Cette approche, déjà amorcée par la jurisprudence (Cass. com., 15 mars 2023, n° 21-18.324), impose une lecture contextuelle et proportionnée du manquement invoqué.
Une volonté claire de prévenir les nullités en cascade
Limitation de l’effet rétroactif
L’annulation d’une décision sociale pourra, lorsque ses effets rétroactifs sont jugés excessifs pour l’intérêt social, voir ses effets différés dans le temps. Cette souplesse permet de maintenir un équilibre entre la nécessité de sanction et la préservation de la stabilité juridique.
Validité des actes d’un organe irrégulièrement désigné
L’article 1844-15-1 prévoit que la nullité de la nomination irrégulière d’un organe n’affecte plus automatiquement la validité des décisions prises par celui-ci, sauf disposition expresse contraire. Ce point est crucial dans les contextes où une irrégularité formelle risquait, auparavant, de remettre en cause des décisions importantes prises dans l’intervalle.
Une ouverture maîtrisée pour les statuts de SAS
La réforme introduit une disposition spécifique aux sociétés par actions simplifiées (SAS), permettant aux statuts de prévoir la nullité des décisions sociales prises en violation de leurs clauses. Toutefois, une telle nullité ne pourra être prononcée que sous réserve du triple test évoqué plus haut.
Cette mesure conforte la logique contractuelle propre à la SAS, tout en encadrant les effets des éventuelles violations statutaires.
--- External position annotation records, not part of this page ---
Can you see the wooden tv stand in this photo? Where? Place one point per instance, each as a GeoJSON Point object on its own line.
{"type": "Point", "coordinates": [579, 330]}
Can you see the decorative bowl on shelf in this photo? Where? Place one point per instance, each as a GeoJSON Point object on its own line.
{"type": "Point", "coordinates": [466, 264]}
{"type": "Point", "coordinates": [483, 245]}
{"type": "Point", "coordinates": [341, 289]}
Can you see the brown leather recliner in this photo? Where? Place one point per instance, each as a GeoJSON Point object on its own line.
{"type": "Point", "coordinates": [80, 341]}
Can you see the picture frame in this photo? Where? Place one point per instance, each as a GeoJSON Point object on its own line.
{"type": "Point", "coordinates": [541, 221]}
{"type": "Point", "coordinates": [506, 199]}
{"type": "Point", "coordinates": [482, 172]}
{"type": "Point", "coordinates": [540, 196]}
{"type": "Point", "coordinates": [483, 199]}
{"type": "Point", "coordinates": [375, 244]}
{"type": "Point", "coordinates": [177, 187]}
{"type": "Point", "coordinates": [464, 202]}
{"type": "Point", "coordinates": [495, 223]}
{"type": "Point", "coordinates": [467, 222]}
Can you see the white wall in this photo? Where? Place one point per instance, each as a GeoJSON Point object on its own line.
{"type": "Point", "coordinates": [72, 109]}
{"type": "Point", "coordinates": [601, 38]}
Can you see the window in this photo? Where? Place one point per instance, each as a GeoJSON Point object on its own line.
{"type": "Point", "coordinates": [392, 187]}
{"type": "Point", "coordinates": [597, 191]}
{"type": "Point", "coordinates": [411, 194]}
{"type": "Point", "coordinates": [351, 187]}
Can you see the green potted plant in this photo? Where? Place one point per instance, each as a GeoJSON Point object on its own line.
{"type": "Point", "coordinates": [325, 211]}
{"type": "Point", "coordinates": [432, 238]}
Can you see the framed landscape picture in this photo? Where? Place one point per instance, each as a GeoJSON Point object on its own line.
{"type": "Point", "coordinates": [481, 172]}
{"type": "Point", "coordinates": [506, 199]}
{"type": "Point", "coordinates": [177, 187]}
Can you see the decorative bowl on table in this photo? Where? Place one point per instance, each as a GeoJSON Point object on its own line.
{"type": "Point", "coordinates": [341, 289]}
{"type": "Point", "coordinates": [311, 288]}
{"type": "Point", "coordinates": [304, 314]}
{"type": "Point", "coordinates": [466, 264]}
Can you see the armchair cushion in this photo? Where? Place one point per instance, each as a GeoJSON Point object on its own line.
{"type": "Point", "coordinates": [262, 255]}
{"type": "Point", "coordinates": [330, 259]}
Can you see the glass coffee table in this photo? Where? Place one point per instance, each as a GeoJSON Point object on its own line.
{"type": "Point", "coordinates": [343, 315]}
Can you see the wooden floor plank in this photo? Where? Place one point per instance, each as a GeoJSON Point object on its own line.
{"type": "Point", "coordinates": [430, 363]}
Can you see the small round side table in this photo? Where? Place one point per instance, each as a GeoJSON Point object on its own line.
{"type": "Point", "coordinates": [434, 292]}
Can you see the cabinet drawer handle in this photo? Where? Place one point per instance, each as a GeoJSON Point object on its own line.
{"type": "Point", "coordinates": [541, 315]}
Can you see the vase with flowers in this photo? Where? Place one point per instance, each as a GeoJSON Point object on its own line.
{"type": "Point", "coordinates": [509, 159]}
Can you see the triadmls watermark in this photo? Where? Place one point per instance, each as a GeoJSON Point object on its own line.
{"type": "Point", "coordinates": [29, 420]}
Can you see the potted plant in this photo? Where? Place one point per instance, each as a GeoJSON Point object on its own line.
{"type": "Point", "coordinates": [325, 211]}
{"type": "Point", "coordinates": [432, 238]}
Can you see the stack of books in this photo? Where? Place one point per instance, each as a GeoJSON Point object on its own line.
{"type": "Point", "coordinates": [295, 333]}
Une prescription raccourcie à deux ans
L’article 1844-14 modifié réduit le délai de prescription de droit commun des actions en nullité de trois à deux ans. Le point de départ reste fixé au jour où la nullité est encourue. Cette réduction vise à inciter à la vigilance et à éviter les contentieux tardifs, sources d’incertitude pour la société et ses parties prenantes.
Une réforme technique mais aux effets concrets
À travers cette réforme, le législateur entend restaurer la fonction première du droit des nullités : sanctionner les manquements graves, sans bloquer le fonctionnement de la société. En limitant les causes de nullité, en renforçant les conditions de leur mise en œuvre et en encadrant leurs effets, le texte opère un changement de paradigme.
Les praticiens du droit devront désormais faire preuve de rigueur accrue dans l’analyse des griefs et dans la mise en œuvre de la stratégie contentieuse. La réforme impose un niveau d’exigence supérieur, mais elle offre en retour plus de prévisibilité pour les sociétés et leurs organes.